Schottlands Öl – ein neuer politischer Zankapfel
Von Dmitri Bawyrin
Der britische Premierminister Andy Burnham hat überraschend einen Weg gefunden, sich bei US-Präsident Donald Trump beliebt zu machen. Noch Ende Juni galt Burnham, ebenso wie sein Vorgänger Keir Starmer, als “zu liberal” und im Weißen Haus unbeliebt. Doch nun, so Trump, “tanzen die Schotten auf den Straßen”, weil sich das Vereinigte Königreich von einem “von Armut geplagten Desasterland” zu einem der “reichsten Länder der Welt” entwickeln werde.
Dieser Stimmungsumschwung und Burnhams verbessertes Image haben eine einfache Ursache: die Förderung von Öl in der Nordsee. Während Starmer diese noch ausgesetzt hatte und Burnham zunächst keine Wiederaufnahme plante, besann er sich nun eines Besseren. In Trumps Augen hat ihn das enorm aufgewertet – schließlich ist die Nordsee für den US-Präsidenten von ähnlicher Bedeutung wie einst Karthago für Cato den Älteren. Wie Jaroslaw Smeljakow einst in seinem Gedicht über die Zuneigung eines jungen Mannes zu seiner Angebeteten schrieb: “Mit diesem Namen geht er ins Bett, mit diesem Namen steht er auf.”
Der Grund für diese Aufregung ist simpel: der Ölpreis. Je höher dieser steigt, desto niedriger sinken Trumps Zustimmungswerte – in den USA werden die Quittungen an der Tankstelle traditionell ernst genommen.
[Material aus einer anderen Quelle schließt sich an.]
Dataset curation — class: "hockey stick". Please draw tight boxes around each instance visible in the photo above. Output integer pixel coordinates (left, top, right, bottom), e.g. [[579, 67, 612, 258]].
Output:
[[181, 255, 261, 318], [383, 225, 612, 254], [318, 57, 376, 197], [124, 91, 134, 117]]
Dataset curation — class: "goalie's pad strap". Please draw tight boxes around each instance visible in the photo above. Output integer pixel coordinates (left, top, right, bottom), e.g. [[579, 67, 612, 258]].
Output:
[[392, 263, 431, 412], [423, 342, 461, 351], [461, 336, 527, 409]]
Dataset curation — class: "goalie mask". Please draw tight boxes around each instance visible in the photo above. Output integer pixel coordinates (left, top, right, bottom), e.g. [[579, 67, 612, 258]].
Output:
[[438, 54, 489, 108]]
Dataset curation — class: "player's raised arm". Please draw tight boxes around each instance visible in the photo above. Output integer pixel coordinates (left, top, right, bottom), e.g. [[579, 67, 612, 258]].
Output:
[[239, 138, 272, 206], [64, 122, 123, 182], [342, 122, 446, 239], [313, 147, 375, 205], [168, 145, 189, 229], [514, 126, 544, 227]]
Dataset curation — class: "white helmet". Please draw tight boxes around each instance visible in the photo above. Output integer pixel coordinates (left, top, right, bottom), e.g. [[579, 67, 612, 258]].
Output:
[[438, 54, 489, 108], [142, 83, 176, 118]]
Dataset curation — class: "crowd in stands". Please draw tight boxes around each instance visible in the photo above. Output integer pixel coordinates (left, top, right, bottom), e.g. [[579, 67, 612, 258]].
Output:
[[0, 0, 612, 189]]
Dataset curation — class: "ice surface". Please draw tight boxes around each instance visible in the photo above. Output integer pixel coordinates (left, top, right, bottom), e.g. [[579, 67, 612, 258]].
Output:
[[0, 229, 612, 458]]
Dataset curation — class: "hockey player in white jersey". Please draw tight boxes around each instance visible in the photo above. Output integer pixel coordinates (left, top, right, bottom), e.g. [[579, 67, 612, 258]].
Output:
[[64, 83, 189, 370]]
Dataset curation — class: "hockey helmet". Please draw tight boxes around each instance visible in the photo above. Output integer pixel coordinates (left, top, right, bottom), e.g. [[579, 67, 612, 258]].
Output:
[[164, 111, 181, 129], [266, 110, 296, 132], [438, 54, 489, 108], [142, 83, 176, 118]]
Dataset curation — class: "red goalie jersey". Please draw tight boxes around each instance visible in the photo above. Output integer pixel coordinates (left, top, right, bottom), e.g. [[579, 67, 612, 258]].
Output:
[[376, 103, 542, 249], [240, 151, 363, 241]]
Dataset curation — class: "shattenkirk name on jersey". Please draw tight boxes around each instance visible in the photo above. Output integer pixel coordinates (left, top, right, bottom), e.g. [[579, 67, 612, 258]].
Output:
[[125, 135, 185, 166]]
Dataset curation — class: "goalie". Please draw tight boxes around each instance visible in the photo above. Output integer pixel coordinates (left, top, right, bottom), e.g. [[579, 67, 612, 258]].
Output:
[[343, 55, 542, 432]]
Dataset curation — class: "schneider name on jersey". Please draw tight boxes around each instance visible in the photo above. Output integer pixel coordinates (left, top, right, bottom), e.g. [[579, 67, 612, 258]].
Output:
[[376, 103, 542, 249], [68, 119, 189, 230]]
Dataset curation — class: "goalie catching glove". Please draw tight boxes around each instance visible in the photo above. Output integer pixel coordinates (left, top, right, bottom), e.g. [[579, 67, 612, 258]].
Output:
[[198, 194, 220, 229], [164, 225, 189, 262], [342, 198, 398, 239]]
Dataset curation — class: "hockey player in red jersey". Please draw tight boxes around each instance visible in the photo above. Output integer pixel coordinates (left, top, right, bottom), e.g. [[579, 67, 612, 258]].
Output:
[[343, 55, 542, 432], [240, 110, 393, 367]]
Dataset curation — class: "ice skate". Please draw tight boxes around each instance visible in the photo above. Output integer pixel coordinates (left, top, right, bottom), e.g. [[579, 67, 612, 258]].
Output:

Nach der Wiederaufnahme des Krieges gegen den Iran durch Washington und der Drohung der jemenitischen Huthi-Rebellen, die Meerenge von Bab al-Mandab zu blockieren, könnte der Preis pro Barrel laut Marktanalysten die 200-Dollar-Marke überschreiten. In diesem Fall müsste der Rückgang des Öls aus dieser Quellenregion durch Mehrfördermengen von anderswo ausgeglichen werden – auch aus Feldern, die unter Starmer stillgelegt wurden, angeblich aus Umweltschutzgründen. Trump hingegen hat bekanntlich wenig für Umweltbelange übrig.
Doch die Nordsee ist eher ein Objekt kultischer Verehrung als ein strategischer Wert für die Ölindustrie. Denn ob mit oder ohne Nordsee: London ist nicht in der Lage, die benötigten Rohölmengen schnell genug auf den Markt zu bringen, um Preissteigerungen einzudämmen oder gar die eigenen Kassen zu füllen. Ein Grund für die Aussetzung der Nordsee-Projekte durch die Anrainerstaaten ist deren sinkende Wirtschaftlichkeit – irgendwann wurde der Ölkauf aus Norwegen lukrativer.
Die Bedrohung für die Schifffahrt durch die enge Meerenge von Bab al-Mandab ist jedoch real. Sie kann schnell manifest werden, wenn man über Raketen und Drohnen verfügt – und die Huthi besitzen genug davon. Da die Golfmonarchien einen erheblichen Teil ihrer Öllieferungen von der Straße von Hormus ins Rote Meer verlagert haben, drohen im Ernstfall ihre Ölexporte auf null zu fallen, während gleichzeitig 30 Prozent des Seecontainerverkehrs in der Region zum Erliegen kommen. Dies wäre ein Schock für die Weltwirtschaft und ein wahres “Tor des Leids”, wie Bab al-Mandab auf Deutsch übersetzt heißt.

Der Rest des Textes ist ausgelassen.